O art. 1.790 do Código Civil, que estabelece o regime sucessório na união estável, é inconstitucional, pois: a) estabelece, sem que presente discrímen legítimo, diferenciação entre a união estável e o casamento, nada obstante ambas sejam entidades familiares escoradas em afeto de idêntica valia e sob igual tutela protetiva estatal; b) ofende o princípio da igualdade filial ao ensejar consequências diferenciadas à prole a depender de sua origem; c) pretere o companheiro em desfavor de outros parentes sucessíveis, ferindo-lhe a dignidade e o direito fundamental à herança, em previsões expurgadas de proporcionalidade e razoabilidade; e d) mitiga a proteção sucessória do companheiro assegurada por diploma anterior, ferindo o princípio do não retrocesso social. Assim, ausente norma disciplinadora aplicável, faz-se cabível a incidência, por analogia, do art. 1.829 do Código Civil, que delineia o regime sucessório no casamento. Inteligência dos arts. 4º da LINDB; 126 do CPC; 1.790 e 1.829 do CC; e 1º, caput e inc. III, 3º, incs. II a IV, 5º, incs. XXX, XXXVI e LIV, 226, caput e § 3º, e 227, § 6º, da CRFB.
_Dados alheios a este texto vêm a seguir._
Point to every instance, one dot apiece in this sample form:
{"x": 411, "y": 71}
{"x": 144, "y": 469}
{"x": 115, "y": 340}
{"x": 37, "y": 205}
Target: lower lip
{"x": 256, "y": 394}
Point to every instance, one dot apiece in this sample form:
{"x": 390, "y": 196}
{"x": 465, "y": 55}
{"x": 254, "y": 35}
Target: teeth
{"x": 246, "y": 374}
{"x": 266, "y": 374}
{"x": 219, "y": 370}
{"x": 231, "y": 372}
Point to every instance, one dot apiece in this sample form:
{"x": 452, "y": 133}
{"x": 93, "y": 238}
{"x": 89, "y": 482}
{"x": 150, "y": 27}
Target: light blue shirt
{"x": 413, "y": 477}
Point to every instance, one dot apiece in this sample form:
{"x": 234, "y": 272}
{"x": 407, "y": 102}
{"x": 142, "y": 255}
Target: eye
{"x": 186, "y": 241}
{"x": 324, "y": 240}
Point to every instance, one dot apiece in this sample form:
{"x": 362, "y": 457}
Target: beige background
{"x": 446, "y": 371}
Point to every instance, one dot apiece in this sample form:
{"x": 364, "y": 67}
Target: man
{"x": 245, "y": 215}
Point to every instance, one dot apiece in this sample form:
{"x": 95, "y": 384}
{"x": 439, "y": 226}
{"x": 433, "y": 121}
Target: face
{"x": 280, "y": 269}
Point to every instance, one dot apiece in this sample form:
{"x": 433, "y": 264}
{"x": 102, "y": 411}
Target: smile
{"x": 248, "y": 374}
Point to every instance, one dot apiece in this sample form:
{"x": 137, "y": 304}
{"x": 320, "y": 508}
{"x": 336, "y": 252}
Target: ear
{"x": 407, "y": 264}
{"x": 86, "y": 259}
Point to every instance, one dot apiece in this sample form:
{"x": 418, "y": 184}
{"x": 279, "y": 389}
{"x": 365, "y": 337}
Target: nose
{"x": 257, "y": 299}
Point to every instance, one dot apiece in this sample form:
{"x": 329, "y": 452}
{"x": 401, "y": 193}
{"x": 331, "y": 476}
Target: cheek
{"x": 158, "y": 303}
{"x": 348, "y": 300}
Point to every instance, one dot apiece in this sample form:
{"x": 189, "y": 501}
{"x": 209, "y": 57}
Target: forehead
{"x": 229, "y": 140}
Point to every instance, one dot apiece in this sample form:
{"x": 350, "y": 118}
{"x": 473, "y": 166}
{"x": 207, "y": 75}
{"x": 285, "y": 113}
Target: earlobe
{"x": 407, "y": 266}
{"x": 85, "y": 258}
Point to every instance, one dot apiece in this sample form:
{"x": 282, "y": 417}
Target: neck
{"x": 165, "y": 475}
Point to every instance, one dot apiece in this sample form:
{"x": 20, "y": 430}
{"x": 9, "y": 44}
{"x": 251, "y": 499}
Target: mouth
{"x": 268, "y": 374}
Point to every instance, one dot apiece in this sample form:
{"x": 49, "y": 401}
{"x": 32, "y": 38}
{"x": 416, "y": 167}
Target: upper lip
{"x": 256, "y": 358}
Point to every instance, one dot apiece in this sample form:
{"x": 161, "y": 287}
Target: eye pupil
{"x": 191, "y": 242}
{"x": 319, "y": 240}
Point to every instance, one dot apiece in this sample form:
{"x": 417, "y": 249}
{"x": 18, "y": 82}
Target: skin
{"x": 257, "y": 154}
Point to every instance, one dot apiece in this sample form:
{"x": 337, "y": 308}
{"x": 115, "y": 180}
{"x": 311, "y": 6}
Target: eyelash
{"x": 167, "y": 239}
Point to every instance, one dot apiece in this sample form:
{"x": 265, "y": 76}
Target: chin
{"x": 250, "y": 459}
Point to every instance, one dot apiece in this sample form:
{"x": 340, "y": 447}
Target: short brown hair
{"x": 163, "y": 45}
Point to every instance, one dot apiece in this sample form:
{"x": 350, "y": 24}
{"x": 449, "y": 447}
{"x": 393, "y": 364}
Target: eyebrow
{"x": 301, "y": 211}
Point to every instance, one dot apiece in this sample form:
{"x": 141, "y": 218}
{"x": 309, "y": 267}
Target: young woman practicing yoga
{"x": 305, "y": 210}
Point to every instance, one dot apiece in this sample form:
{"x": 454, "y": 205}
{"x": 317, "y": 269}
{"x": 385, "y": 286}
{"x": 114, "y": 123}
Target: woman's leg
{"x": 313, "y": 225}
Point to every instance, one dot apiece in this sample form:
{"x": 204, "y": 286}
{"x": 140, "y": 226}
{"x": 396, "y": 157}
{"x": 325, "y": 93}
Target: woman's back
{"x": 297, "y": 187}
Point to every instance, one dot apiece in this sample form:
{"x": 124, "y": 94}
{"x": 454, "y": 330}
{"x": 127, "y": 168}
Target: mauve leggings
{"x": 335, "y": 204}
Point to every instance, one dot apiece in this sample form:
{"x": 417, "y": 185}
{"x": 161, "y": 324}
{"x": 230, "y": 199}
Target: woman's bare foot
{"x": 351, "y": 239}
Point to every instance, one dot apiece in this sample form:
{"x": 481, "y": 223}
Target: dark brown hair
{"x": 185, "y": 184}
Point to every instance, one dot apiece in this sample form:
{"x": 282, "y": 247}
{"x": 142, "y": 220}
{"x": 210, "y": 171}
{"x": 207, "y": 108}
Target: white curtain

Em se aplicando à união estável o regime da comunhão parcial de bens, por subsidiariedade, em razão da ausência de contrato escrito entre as partes, além da meação garantida ao companheiro sobrevivente sobre os bens adquiridos onerosamente na constância da união estável, inexistindo descendentes e ascendentes, garante-se-lhe, a título de herança, também a totalidade da meação do de cujus, na extensão dos bens comprovados, enquanto fato constitutivo de seu direito, como enquadráveis em tal condição, desde que não derruída esta, pela parte adversa, com fatos impeditivos, modificativos ou extintivos, tornando, assim, imperativa a manutenção da procedência exarada. Inteligência dos arts. 333 do CPC; e 1.658 a 1.666, 1.725 e 1.829 do CC.
Sentença mantida. Recurso desprovido.
(4) Petição de herança. Cabimento. Procedência acertada. (TJSC, AC Nº 2013.084018-1, Relator: Henry Petry Junior, 5ª Câmara Cível, J. 21/01/2016).